Crane participated in the kick-off meeting of the Indiana Microsystems Commercialization Consortium in February 2001.  This consortium is a group of industry, government, and academia whose purpose is to identify and commercialize MEMS technology applications.  The first commercial application brought to the consortium is a Honeywell aircraft landing gear sensor system. 


Crane is ramping up in MEMS knowledge and expertise for two reasons: 


1)      MEMS is recognized as a large growth area in military microelectronics based systems

2)      Microelectronics is a Crane Core Equity 


Crane’s role is to provide customers expertise in engineering analysis and testing of MEMS related to packaging, performance, and application suitability.  Crane will provide engineering and test services to customers with MEMS applications.  Crane will leverage off our existing microelectronics packaging expertise to address MEMS packaging, which is one of the most prominent problems with MEMS.  


Issues & Concerns 


-        Identifying potential on-center customers that can provide the seed funding for developing this Crane capability. 

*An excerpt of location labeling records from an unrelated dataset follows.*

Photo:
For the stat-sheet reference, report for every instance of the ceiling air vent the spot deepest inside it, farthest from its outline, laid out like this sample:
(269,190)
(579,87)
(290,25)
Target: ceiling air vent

-        Development of the MEMS technologist. 


-        “Breaking in” to the MEMS arena with something substantial to offer.  


Informational References 


Special Technology Area Review On Micro-Opto-Electro-Mechanical-Systems, Office of the Under Secretary of Defense (Acquisition and Technology), December 1997. 


Microelectromechanical Systems Opportunities, Department of Defense, December 1995. 


Maluf, Nadim.  An Introduction to Microelectromechanical Systems Engineering.  Artech House.  2000.





Gear Assembly.  Note the single grain of pollen (right) and the two lumps of coagulated red blood cells (upper left & lower right).  




3 cylinder steam engine.   The width of the engine is less than the width of a human hair.